The Château d'Eu (/fr/) is a former royal residence in the town of Eu, in the Seine-Maritime department of France, in Normandy.

The Château d'Eu stands at the centre of the town and was built in the 16th century to replace an earlier one purposely demolished in 1475 to prevent its capture by the English. The chapel contains the tombs of Henry I, Duke of Guise, and his wife, Catherine de Clèves, who embarked on the construction of the château in 1578. The building was completed almost a century later by the Anne Marie Louise d'Orléans, Duchess of Montpensier, la Grande Mademoiselle.

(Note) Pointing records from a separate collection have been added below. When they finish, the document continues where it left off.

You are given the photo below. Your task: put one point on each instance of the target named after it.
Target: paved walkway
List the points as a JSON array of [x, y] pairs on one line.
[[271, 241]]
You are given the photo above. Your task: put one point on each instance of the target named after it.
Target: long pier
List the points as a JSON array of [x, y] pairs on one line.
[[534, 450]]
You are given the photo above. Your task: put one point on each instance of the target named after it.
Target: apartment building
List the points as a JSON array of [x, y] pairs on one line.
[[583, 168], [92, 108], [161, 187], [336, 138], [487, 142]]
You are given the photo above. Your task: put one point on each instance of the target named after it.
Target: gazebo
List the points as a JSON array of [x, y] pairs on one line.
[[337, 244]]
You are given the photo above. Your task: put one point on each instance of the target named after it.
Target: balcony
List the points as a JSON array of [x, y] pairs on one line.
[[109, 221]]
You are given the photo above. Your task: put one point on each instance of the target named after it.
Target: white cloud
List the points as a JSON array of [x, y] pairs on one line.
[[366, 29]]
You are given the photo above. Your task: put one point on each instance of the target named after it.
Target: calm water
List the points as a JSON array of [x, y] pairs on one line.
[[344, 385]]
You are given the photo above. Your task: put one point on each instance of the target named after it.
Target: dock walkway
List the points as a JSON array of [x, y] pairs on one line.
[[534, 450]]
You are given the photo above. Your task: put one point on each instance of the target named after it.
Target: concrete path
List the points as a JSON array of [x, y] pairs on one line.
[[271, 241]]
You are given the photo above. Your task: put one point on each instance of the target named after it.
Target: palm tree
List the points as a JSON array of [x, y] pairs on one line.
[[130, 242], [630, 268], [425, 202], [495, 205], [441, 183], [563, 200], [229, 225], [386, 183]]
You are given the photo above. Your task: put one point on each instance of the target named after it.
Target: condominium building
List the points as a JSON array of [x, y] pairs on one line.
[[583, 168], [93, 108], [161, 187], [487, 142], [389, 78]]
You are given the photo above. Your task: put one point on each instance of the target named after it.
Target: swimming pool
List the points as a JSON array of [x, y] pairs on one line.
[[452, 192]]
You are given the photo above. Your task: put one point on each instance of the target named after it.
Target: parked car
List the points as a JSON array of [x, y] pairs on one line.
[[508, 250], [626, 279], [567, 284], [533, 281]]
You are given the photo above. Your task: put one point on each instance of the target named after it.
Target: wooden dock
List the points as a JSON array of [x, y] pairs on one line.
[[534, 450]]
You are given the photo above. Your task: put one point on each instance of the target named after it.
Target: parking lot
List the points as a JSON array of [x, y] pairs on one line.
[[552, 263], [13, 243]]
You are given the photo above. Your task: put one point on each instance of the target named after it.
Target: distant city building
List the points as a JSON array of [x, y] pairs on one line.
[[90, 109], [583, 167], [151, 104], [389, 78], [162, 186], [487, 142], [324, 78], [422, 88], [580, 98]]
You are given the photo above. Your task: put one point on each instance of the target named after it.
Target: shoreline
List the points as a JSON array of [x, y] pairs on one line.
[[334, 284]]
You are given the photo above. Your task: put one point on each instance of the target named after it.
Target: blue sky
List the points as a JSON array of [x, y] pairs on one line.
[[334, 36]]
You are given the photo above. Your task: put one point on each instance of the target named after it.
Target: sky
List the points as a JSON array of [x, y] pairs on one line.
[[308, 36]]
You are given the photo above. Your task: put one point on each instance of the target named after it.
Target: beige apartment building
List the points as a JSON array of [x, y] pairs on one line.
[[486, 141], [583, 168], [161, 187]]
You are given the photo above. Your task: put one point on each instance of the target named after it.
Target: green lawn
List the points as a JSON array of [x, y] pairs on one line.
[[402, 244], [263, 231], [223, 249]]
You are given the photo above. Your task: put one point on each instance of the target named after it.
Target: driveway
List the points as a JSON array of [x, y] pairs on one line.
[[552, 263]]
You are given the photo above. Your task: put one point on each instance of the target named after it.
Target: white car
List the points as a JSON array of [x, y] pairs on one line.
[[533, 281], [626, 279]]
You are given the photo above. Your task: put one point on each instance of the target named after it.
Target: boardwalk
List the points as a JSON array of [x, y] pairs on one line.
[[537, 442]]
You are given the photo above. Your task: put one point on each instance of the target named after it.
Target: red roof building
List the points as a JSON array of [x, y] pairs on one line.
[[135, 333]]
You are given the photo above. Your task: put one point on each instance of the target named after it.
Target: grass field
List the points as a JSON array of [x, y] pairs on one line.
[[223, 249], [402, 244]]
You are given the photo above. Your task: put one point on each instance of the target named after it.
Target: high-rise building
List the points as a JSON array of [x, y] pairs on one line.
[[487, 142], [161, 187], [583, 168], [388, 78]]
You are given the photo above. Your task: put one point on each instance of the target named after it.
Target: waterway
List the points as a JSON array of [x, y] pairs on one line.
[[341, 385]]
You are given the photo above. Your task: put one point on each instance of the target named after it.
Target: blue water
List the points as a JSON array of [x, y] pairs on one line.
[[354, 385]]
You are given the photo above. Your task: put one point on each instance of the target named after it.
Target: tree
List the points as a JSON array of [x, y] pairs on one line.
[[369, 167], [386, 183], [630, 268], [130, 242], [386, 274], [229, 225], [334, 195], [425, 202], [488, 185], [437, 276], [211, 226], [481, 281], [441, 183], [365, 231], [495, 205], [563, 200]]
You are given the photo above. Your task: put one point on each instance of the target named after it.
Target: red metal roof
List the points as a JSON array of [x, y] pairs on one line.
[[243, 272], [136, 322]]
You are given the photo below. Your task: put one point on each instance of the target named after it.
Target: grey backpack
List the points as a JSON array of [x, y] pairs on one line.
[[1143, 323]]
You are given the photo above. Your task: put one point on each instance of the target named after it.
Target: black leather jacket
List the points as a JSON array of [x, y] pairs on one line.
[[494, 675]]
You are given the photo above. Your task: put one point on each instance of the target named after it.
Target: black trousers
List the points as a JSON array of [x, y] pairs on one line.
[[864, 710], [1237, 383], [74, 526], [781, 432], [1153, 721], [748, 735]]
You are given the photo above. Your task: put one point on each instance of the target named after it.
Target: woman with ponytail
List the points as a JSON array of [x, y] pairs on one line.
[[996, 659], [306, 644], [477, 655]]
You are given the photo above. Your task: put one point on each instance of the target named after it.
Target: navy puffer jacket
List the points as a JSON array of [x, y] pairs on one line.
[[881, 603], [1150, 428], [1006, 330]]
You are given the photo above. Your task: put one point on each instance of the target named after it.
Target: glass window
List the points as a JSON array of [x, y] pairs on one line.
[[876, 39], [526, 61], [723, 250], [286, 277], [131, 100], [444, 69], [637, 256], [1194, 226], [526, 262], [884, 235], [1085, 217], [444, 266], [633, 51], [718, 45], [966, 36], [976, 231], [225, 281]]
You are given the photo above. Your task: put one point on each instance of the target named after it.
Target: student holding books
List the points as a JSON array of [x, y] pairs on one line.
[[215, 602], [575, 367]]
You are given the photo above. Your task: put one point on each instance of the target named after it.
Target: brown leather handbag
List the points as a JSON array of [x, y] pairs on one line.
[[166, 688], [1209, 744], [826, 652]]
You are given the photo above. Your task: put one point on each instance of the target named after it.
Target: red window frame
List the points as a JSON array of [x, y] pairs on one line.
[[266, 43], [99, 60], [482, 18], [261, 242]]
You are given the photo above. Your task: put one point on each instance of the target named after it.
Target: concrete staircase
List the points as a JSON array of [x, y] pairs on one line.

Between 1830 and 1848, the château, which had been the property of the House of Orléans since its acquisition by La Grande Mademoiselle in October 1657, served as King Louis-Philippe I's summer residence.

Louis-Philippe twice entertained Queen Victoria at the château, from 3 to 7 September 1843 and from 8 to 10 September 1845.

The château became residence of the Brazilian Imperial Family during the exile.
Isabel, Princess Imperial of Brazil, who brought slavery to an end in Brazil in 1888, died at the château in 1921. Her husband was Prince Gaston, Count of Eu, a grandson of King Louis Philippe I. Their eldest son, Pedro de Alcântara, Prince of Grão-Pará, sold the château to the Brazilian entrepreneur Assis Chateaubriand.

In 1964, the city of Eu acquired the château, in which, in 1973, it installed its City Hall and created the Musée Louis-Philippe.

In 1987, the castle, its dependencies and park were classified a Monument historique by the French Ministry of Culture.